Aunque nuestros conocimientos están ampliando siempre sus fronteras, todavía no sabemos prácticamente nada de su contexto universal. Pero seguimos comportándonos como si lo supiésemos todo. A mí no me desconciertan en absoluto los profetas de la religión jainista, los tirthamkaras, ni el «super-Buda». Estos fenómenos no están reñidos en absoluto por mis teorías, como tampoco lo está la existencia de personas vivas como Sai Baba, en la India, que hace milagros. ¿No es posible que el mensaje codificado haya sido activado en él con cierto adelanto? Sabemos por experiencia que los genes humanos sólo liberan determinados mensajes después de cierto tiempo. Los niños de seis años no tienen barba ni son maduros sexualmente. El vello corporal y la madurez sexual sólo se presentan cuando se han alcanzado ciertas etapas físicas; entonces se activan determinadas hormonas que se liberan por los códigos y los mensajes genéticos. Pero el código del vello corporal estaba presente desde el principio: estaba dormido en el niño recién nacido, estaba programado en cada célula desde la misma concepción. El mensaje estaba allí, pero no le había llegado el momento.
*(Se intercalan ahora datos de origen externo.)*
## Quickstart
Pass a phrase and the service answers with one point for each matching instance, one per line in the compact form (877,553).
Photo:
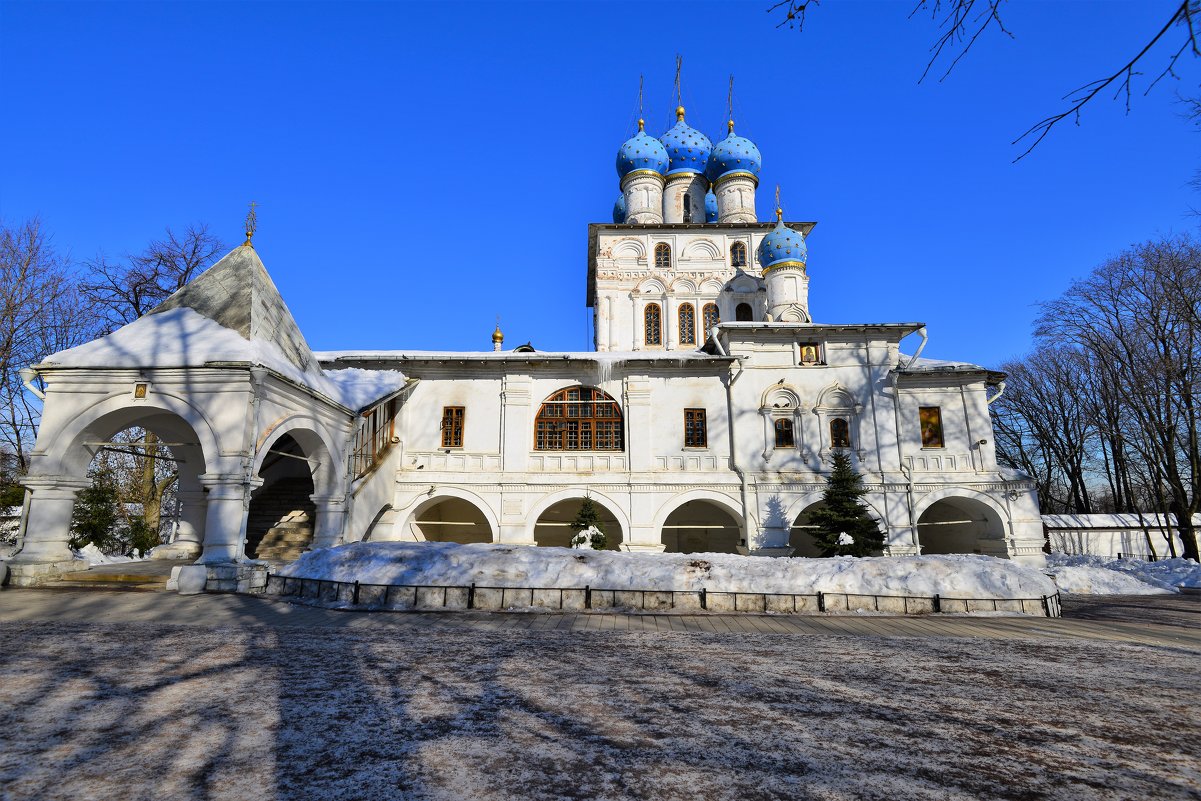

¿No es posible que la «basura genética» desempeñe en nosotros la misma función? ¿Llevamos dentro de nosotros una información que sólo espera una señal (algún tipo de mensaje) para despertarse? La tecnología informática ya está experimentando con interruptores atómicos en los que un solo electrón activa el proceso binario de «sí» o «no». Este interruptor asombroso, tan rápido como la velocidad de la luz, fue descubierto por el físico ruso Konstantin Licharev. Se llama «efecto túnel de electrón único (SET); su eficacia se ha demostrado, y se cree que es el modelo para el desarrollo de la miniaturización definitiva de la microelectrónica[77]. Pero si un electrón puede servir de interruptor para dirigir un ordenador en un sentido u otro, seguramente también podrá despertar un código o mensaje genético innato.